With up to 12 inches of snow expected to fall in the area’s highest elevations, some travelers decided to get a jump on travel on Monday.
“Oh yeah, we don’t want to be on the roads when the weather hits,” driver Julie Eagen told NBC affiliate KGW in Portland . “It can be scary.”
Heavy snow was also expected to fall on Minnesota starting Tuesday night and continue through Wednesday afternoon. Between 5 inches and 10 inches of snow was forecast for the Twin Cities, NBC affiliate KARE reported.
But if the bulk of the snow falls in late-night and early-morning hours — when few flights are scheduled at the Minneapolis-St. Paul International Airport — plows might be able to efficiently clear runways and keep cancellations and delays to a minimum.
“It’s much better than snow falling in the middle of the day,” airport spokesman John Welbes said Tuesday. “So far our boards haven’t lit up (with cancellations).”
Even balloons at the iconic Macy’s Thanksgiving Day Parade could be grounded due to winds forecast for New York later this week.

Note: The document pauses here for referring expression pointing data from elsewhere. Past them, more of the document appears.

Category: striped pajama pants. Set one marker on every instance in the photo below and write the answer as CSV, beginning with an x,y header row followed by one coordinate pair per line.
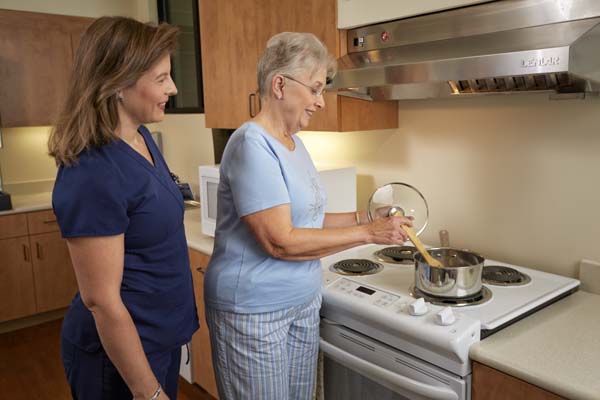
x,y
266,356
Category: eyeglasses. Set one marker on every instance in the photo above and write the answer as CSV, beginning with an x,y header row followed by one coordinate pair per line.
x,y
315,92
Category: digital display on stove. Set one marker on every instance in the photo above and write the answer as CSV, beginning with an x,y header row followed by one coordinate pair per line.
x,y
365,290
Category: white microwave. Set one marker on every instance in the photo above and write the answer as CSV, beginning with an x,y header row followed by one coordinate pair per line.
x,y
339,184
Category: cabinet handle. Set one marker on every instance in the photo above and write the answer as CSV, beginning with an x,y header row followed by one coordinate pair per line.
x,y
250,102
38,250
26,253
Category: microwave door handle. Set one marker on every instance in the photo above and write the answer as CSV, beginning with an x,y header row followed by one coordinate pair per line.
x,y
386,378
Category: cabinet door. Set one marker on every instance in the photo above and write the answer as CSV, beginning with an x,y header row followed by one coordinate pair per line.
x,y
55,283
202,368
35,64
17,297
229,58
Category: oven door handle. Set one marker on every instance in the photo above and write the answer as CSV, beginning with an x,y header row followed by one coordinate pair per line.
x,y
389,379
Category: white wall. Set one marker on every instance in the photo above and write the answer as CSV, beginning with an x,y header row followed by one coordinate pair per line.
x,y
513,177
144,10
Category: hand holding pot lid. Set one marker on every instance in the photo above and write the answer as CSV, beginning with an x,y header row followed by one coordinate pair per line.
x,y
402,199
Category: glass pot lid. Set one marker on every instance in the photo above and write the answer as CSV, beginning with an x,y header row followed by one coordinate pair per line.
x,y
402,197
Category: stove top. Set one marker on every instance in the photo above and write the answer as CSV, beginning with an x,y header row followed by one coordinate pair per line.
x,y
504,276
356,267
397,255
382,306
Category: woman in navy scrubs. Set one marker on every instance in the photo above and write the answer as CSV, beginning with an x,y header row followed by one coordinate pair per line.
x,y
122,216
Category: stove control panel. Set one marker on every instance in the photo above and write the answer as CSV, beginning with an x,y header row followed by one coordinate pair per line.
x,y
365,293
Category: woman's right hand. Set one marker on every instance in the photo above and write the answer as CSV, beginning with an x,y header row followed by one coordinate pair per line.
x,y
388,230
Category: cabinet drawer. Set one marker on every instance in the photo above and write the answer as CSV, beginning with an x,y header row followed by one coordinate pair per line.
x,y
13,225
42,222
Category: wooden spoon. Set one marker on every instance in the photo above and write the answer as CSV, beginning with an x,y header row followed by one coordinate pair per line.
x,y
417,242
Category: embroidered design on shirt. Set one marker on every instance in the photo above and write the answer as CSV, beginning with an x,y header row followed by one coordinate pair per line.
x,y
316,208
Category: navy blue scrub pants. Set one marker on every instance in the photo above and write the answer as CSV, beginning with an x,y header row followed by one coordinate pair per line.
x,y
92,376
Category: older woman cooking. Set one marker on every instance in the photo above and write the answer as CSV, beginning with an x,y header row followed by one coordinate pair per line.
x,y
262,286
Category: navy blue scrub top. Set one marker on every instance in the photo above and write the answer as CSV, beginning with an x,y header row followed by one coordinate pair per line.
x,y
113,190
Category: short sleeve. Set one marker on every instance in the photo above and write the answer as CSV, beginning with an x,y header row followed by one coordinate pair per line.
x,y
255,177
89,201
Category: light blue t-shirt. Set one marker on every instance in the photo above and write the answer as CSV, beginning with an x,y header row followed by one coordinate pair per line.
x,y
257,172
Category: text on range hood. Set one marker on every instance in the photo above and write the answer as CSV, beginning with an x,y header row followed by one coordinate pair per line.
x,y
509,46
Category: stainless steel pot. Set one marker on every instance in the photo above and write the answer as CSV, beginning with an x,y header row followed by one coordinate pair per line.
x,y
460,276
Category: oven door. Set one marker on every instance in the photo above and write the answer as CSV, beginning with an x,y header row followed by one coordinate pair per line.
x,y
356,367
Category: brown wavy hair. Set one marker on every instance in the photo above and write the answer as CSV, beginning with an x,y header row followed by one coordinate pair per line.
x,y
113,54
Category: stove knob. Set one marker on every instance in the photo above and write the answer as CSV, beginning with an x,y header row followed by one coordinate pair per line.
x,y
445,317
417,307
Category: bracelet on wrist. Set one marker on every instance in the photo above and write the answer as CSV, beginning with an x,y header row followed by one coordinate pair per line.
x,y
157,393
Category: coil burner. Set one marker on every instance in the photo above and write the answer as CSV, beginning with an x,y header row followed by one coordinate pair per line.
x,y
397,255
356,267
503,276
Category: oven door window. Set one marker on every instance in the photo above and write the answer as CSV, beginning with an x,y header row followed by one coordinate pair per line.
x,y
356,367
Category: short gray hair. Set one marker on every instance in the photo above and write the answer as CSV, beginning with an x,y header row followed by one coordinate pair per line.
x,y
292,53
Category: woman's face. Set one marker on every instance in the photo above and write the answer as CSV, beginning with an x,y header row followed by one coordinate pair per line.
x,y
304,97
144,102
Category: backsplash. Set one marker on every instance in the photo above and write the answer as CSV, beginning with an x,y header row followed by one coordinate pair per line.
x,y
512,177
24,157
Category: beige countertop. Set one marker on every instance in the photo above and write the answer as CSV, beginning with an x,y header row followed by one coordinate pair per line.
x,y
557,348
30,202
43,201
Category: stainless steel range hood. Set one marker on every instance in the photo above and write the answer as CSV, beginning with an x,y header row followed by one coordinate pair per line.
x,y
509,46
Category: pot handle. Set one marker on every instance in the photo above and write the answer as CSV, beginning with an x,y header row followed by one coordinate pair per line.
x,y
444,238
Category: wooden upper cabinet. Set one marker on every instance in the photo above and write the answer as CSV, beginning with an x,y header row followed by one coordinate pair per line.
x,y
229,58
234,35
36,56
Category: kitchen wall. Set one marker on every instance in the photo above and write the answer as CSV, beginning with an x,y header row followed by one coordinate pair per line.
x,y
186,142
512,177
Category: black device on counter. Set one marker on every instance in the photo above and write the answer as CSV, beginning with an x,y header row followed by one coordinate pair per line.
x,y
5,203
184,188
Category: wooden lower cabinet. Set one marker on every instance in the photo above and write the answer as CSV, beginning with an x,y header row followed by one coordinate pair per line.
x,y
202,368
54,278
36,274
491,384
17,292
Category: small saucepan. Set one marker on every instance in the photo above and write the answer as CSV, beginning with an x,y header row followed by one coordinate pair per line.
x,y
459,277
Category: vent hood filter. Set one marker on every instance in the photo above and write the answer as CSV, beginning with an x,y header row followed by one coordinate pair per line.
x,y
498,47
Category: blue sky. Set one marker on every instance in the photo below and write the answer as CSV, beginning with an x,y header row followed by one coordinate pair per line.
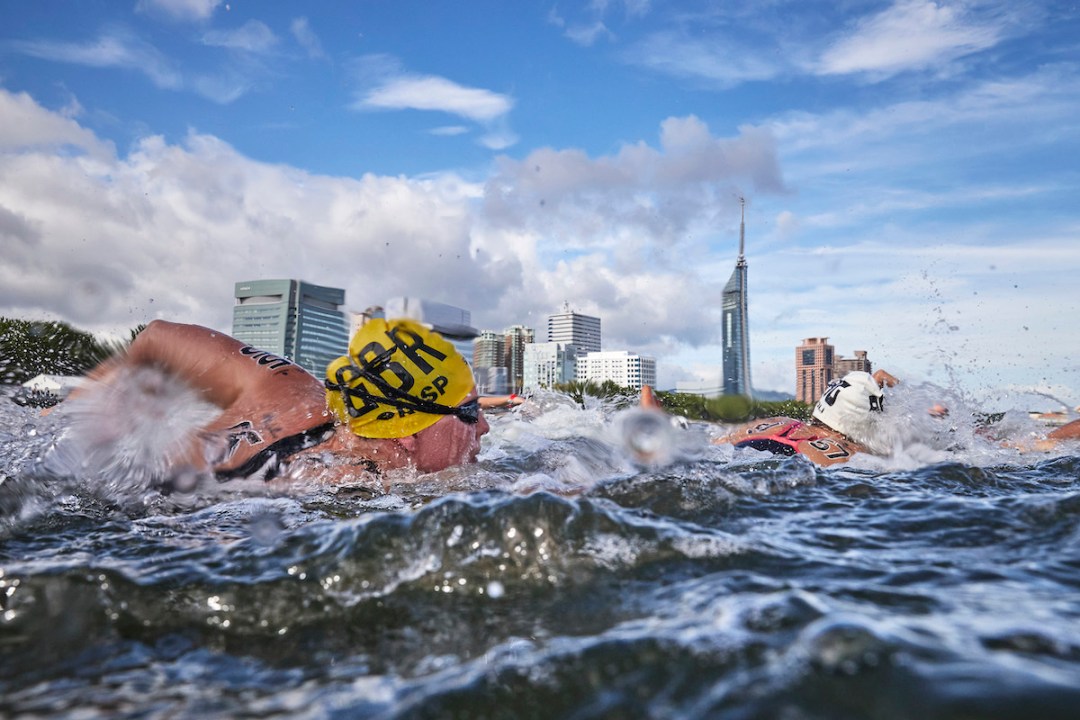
x,y
909,170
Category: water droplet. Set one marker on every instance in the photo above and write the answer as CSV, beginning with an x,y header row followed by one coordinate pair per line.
x,y
266,529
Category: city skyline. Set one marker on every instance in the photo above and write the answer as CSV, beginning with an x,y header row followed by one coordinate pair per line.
x,y
906,166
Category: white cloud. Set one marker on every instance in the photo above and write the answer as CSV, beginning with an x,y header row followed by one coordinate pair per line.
x,y
910,35
662,193
301,30
721,62
117,49
449,131
29,126
436,94
385,85
181,10
252,37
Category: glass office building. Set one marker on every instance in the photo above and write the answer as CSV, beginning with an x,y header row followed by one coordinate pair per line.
x,y
296,320
736,328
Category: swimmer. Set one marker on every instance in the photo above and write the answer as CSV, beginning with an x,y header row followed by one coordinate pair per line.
x,y
844,422
844,412
401,397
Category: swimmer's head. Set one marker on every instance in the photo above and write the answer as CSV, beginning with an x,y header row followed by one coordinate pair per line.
x,y
397,379
847,404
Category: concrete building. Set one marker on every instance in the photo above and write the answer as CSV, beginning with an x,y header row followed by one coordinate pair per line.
x,y
856,364
293,318
549,364
736,323
621,367
568,327
515,340
817,364
489,364
494,351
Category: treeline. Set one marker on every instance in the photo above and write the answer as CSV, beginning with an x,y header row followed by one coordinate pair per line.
x,y
728,408
32,348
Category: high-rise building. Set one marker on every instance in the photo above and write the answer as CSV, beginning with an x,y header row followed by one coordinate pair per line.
x,y
488,349
813,369
489,364
499,360
858,364
293,318
621,367
817,364
568,327
736,327
549,364
515,339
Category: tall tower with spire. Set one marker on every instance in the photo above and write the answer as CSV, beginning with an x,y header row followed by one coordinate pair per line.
x,y
736,323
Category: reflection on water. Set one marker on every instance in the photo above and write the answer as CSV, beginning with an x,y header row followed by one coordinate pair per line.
x,y
592,565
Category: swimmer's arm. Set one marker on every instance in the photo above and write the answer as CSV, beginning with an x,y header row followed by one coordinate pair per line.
x,y
1067,432
885,379
826,451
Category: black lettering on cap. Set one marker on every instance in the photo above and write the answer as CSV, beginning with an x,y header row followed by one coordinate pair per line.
x,y
413,350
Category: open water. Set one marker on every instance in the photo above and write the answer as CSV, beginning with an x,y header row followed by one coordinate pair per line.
x,y
584,568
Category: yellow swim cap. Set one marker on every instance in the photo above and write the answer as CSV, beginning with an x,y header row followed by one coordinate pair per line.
x,y
397,379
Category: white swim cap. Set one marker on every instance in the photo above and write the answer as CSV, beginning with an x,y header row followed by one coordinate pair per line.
x,y
847,404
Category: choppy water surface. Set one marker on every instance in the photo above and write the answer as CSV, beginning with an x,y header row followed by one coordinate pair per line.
x,y
556,579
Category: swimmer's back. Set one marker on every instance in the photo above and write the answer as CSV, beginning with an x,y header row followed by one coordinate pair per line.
x,y
788,436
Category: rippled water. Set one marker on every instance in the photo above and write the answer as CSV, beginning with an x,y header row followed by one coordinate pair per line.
x,y
559,578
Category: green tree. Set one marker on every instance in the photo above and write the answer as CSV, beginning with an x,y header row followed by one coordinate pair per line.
x,y
31,348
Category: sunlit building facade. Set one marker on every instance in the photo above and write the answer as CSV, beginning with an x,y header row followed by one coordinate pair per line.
x,y
293,318
736,325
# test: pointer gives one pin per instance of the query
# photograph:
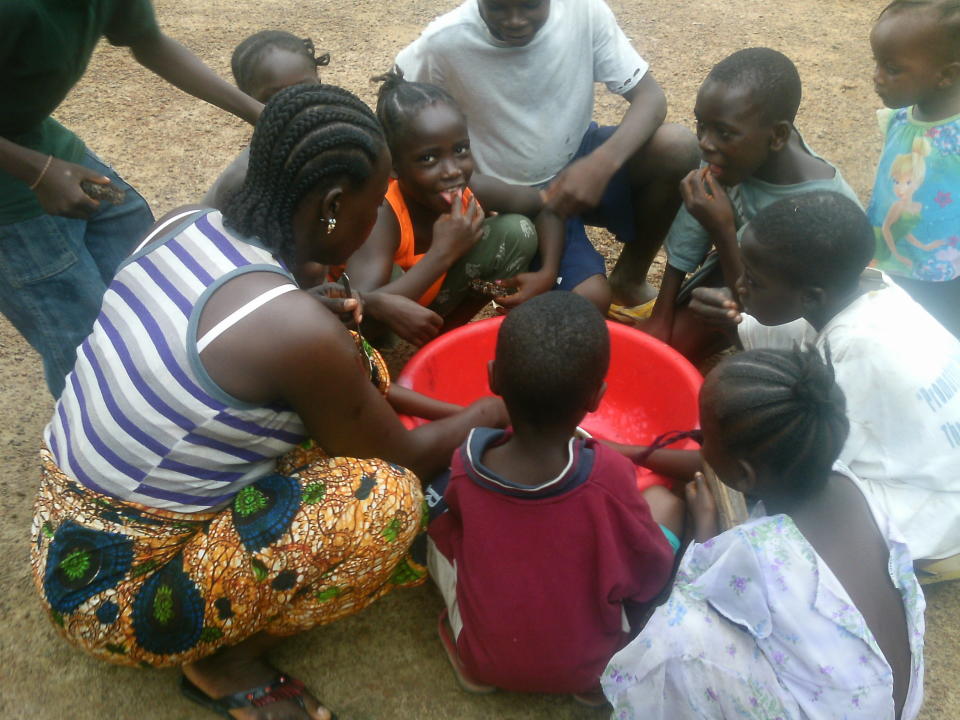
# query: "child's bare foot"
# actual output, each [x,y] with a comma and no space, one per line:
[234,670]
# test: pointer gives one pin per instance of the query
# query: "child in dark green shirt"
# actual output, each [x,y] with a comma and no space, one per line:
[59,246]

Forecasters said sustained winds of between 20 mph and 25 mph, with gusts between 46 mph and 50 mph, could come to New York City on Thursday morning.
Sustained winds of at least 23 mph and gusts of 34 mph would ground balloons, according to Susan Tercero, executive producer of the parade that will be televised by NBC.
“We refer to it as a game-day decision,” Tercero said. “We get there right before the parade begins.”
“We kind of assess based on all our anemometers along the route,” she said, referring to devices that measure wind speed and direction. “Then we’ll make that determination about how high the balloons will fly and if they’ll fly.”